Leitura de notícia
Valor Online ( Cultura ) - SP - Brasil - 07-05-2014 - 05:00 -   Notícia original Link para notícia
O novo e o velho disputam espaço em Pequim

Por Cadão Volpato | Para o Valor, de Pequim


Sinais da China tradicional: entrar na Cidade Proibida é uma experiência assombrosa que atrai multidões. É um mundo à parte, que parece imutável


Os antigos táxis vermelhos de Pequim foram substituídos por sedãs brancos Hyundai e Volkswagen. Como em qualquer grande cidade do mundo, eles estão em toda parte, mas com o agravante de aparecer quase mais do que as bicicletas, que perderam o posto de veículo mais usado para as motonetas e os carros importados. Não espere encontrar um enxame delas pelas ruas da capital chinesa. Mas vá preparado para o trânsito carregado, de vias ou de ciclovias.


Uma cidade nova parece nascer em Pequim a cada dia. Tudo é grandioso na China, mas apenas Xangai consegue rivalizar com a capital em tamanho de população e arranha-céus.


Hoje vivem em Pequim mais de 21 milhões de habitantes. Todos os principais defeitos da superpopulação são encontrados na cidade, mas é a poluição que tem virado notícia. De fato, ela é pesada. Mais do que pesada, é densa.


Muitos chineses usam máscaras. Para quem vem de São Paulo, onde a poluição também proporciona enganosos espetáculos coloridos no pôr do sol, Pequim pode parecer estranhamente familiar. Só que Pequim é uma São Paulo ainda maior e mais impressionante. As semelhanças não se sustentam por muito tempo.


Pequim é uma cidade limpa. Quando os uniformes azul e cinza dos maoistas caíram em desuso, os chineses - já de olho nas roupas coloridas dos ocidentais - renovaram seus guarda-roupas. As túnicas de Mao foram relegadas a poucos camaradas mais velhos e renitentes. O que se vê por todo lado é uma elegância discreta.


Os símbolos comunistas passaram a ocupar um espaço menor no imaginário da cidade. Eles não sumiram como os táxis vermelhos, mas são bem menos onipresentes do que se pode imaginar. Às vezes, parecem suvenires antiquados de uma época morta.
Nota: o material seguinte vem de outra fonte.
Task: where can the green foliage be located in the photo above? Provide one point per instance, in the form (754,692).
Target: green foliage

A classe média gigantesca que se acotovela pelas ruas está mais interessada nas iscas capitalistas do que nos livrinhos vermelhos de Mao. Como se dissesse "Vocês enriquecem, nós governamos", o governo parece ter feito um pacto silencioso com essa classe que tentou fulminar nos anos mais sangrentos da Revolução Cultural Chinesa.


A Grande Muralha, colossal empreendimento humano que visava proteger a China de seus conquistadores. É a chance para o turista pisar nos degraus ancestrais de uma das maravilhas da Terra


Esse "pacto" parece ser vivenciado em cada esquina: não que a política tenha sido banida da lista de interesses da população. É que as pessoas andam ocupadas em enriquecer. E desde que a política do filho único foi implantada pelo governo no fim dos anos 1970, a China é uma nação de filhos únicos loucos para conseguir um lugar ao sol - no país e no mundo. Nos últimos anos, essa ideia estranha vem sendo afrouxada. Mesmo assim ainda há um déficit de mulheres no país - e um número grande de solteirões.


Isso tudo não faz muita diferença para o turista ocidental. O que faz diferença é descobrir que a imensa maioria de visitantes de Pequim vem do interior da própria China - que, segundo dados do Banco Mundial, deve ultrapassar os Estados Unidos como maior economia do mundo ainda neste ano. A situação é esquisita: os estrangeiros de olhos grandes e narigudos, do ponto de vista dos chineses, acabam se transformando em atrações turísticas, posando para fotos ao lado de crianças e adultos sorridentes de algumas das aldeias mais distantes do país.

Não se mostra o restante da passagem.